Glass and silica surfaces are most commonly used in conjunction with the separation media described above. For example, capillary columns used in capillary gel electrophoresis are fabricated from lengths of fused silica tubing having diameters on the order of 25 .mu.m to 200 .mu.m and lengths from about 30 cm to about 200 cm. The buffer and gel separation media are pumped directly into the column interiors and electrophoretic techniques are used to separate charged molecular species.
Similarly, such molecular separations have been attempted on the surface of silicon wafers. For example, U.S. Pat. No. 4,908,112 to Pace, hereby incorporated by reference, discloses an analytical separation device in which a capillary sized, i.e., micro-machined conduit is formed by a channel in a semiconductor device. The surface of such a device is conditioned to accept traditional separation media. In particular, the surface of the semiconductor device is thermally oxidized to form a SiO.sub.2 layer. The conduit is then filled with a traditional electrophoretic gel preparation fluid, such as for example, a monomer and a cross-linker of a polyacrylamide.
A major drawback to the use of such a device, however, is the inability of many separation media to adhere/adsorb to the inner wall of the conduit which, as set forth above, creates electro-osmotic flow of a sample between the surface of the gel and the wall of the conduit when an electric field is applied during electrophoresis. When such electro-osmotic flow of the sample occurs, a satisfactory separation of the constituent parts of the sample cannot be obtained.

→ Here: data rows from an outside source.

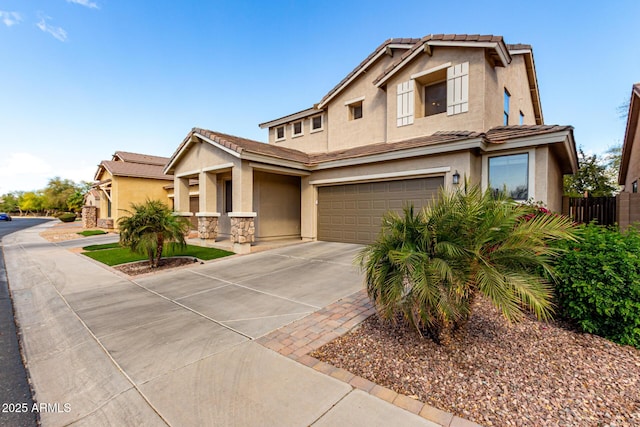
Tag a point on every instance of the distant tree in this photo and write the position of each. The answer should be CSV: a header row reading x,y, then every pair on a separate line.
x,y
149,227
591,178
58,192
31,202
76,200
9,202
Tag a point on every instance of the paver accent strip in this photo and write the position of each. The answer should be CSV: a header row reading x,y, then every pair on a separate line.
x,y
297,339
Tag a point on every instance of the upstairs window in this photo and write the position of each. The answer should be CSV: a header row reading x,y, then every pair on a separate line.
x,y
356,111
435,98
355,108
296,129
507,98
316,123
511,174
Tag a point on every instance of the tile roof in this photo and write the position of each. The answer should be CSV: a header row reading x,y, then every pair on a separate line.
x,y
406,41
386,147
630,133
140,158
135,170
439,37
501,134
497,135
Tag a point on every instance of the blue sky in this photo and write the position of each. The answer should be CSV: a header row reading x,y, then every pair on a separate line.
x,y
84,78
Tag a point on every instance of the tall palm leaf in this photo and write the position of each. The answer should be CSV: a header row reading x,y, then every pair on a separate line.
x,y
427,267
149,227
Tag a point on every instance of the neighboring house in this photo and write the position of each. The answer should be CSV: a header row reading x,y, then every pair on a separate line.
x,y
628,201
414,116
125,179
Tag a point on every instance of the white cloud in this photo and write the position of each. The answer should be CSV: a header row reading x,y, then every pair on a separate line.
x,y
86,3
57,32
10,18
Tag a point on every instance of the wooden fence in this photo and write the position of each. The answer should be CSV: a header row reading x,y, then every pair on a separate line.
x,y
588,209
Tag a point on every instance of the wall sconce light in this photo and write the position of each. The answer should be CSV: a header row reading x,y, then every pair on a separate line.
x,y
456,178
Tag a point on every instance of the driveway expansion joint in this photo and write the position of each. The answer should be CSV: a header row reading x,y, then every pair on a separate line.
x,y
301,337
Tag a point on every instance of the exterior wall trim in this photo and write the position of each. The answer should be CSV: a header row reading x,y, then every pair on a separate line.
x,y
382,176
278,169
242,214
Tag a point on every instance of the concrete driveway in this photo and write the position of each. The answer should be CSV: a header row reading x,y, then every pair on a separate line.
x,y
178,348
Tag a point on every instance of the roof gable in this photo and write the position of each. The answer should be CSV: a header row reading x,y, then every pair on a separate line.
x,y
630,133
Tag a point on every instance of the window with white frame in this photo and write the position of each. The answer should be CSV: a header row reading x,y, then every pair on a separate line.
x,y
510,174
507,99
317,123
296,129
444,88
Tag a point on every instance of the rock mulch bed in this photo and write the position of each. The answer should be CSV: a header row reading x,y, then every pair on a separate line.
x,y
143,267
497,374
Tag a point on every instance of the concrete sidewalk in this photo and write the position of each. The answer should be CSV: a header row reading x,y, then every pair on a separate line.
x,y
178,348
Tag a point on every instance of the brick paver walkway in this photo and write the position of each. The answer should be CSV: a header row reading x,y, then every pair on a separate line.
x,y
296,340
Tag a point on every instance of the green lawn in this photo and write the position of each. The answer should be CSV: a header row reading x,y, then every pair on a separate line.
x,y
92,232
113,254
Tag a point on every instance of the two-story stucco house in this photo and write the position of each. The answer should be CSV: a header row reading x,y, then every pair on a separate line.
x,y
414,116
127,178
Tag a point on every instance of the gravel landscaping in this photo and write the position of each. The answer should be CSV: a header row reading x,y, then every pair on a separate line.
x,y
497,374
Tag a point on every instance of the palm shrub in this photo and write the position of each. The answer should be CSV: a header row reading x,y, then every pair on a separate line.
x,y
152,224
427,267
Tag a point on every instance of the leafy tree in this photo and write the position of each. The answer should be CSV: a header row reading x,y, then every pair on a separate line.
x,y
31,202
149,227
591,178
76,200
58,192
426,268
10,202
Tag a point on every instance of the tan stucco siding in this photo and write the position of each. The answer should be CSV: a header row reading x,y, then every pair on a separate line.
x,y
345,132
464,162
276,199
127,190
514,79
471,120
200,155
310,141
554,183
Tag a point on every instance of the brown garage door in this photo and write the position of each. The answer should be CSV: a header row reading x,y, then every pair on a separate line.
x,y
353,212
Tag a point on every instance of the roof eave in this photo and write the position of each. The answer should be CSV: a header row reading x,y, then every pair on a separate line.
x,y
630,133
500,48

Thus, attempts have been made to find separation media capable of high adsorbency onto, e.g., silica surfaces, and which are still able to electrophoretically separate molecular species. In particular, the adsorption of nonionic block copolymers of the Pluronic PE type, i.e., poly(oxyethylene)-poly(oxypropylene)-poly(oxyethylene), at hydrophobic silica surfaces have been investigated. See for example, Teberg, F.; Malmsten, M.; Linse, P.; Lindman, B. Langmuir, 1991, 7, 2723-2730 and Malmsten, M.; Linse, P.; Cosgrove, T. Macromolecules, 1992, 25, 2474-2481. The utility of such media, however, is limited by the requirement that the silica surfaces of the separation device be rendered hydrophilic for effective adsorbency thereon by the oxyethylene (E) block of the separation media.

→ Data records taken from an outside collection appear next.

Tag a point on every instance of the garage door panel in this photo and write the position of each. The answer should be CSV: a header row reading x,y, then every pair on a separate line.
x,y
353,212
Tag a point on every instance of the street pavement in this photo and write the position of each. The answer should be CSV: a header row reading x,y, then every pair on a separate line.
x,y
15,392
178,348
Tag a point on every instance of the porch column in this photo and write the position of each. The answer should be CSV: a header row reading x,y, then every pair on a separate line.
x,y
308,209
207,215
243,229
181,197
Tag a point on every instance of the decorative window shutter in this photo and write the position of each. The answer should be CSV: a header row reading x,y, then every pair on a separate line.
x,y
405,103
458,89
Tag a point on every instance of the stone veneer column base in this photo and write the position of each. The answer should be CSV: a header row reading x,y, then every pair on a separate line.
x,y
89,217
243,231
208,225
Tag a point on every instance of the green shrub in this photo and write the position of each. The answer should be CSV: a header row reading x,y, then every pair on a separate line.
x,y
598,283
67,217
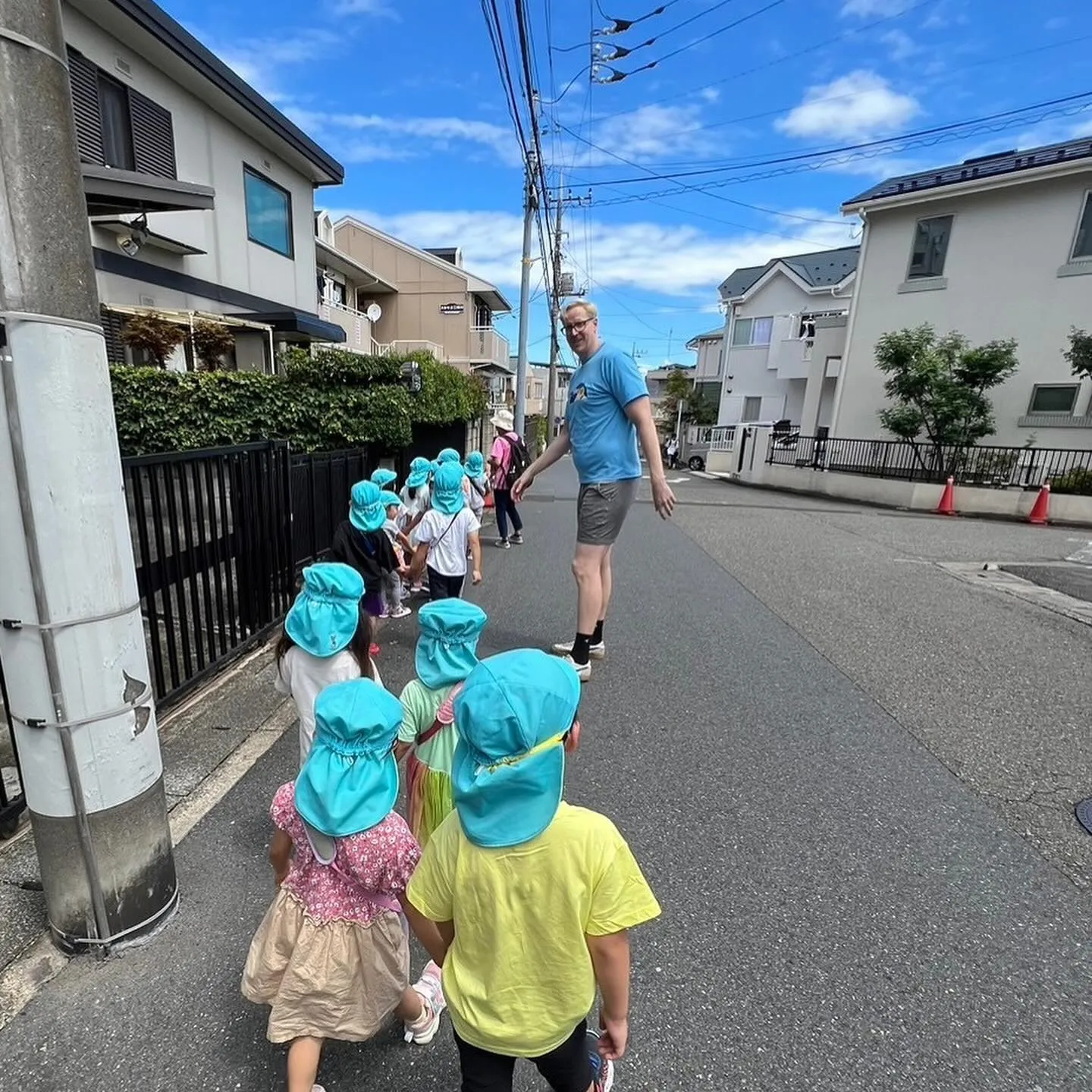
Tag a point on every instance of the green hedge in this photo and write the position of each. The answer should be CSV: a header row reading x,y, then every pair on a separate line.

Accordingly, it would be desirable to provide a device for electrophoretic molecular separation that is adapted to accept a molecular separation medium which efficiently and effectively separates molecular species without the problems associated with the above-referenced citations. It would also be desirable to provide a separation medium with the ability to adsorb to a variety of substrate surfaces and to change between liquid and gel-like states for efficient application and removal of the medium from such a molecular separation device. In particular, it would be desirable to provide a device for molecular separation which has a surface with hydrophobic properties which surface can be modified to accept such a molecular separation medium through successive oxidation and protophilic reactions. It would also be desirable to provide methods for rendering hydrophilic surfaces, such as silicon surfaces, competent to receive molecular separation media.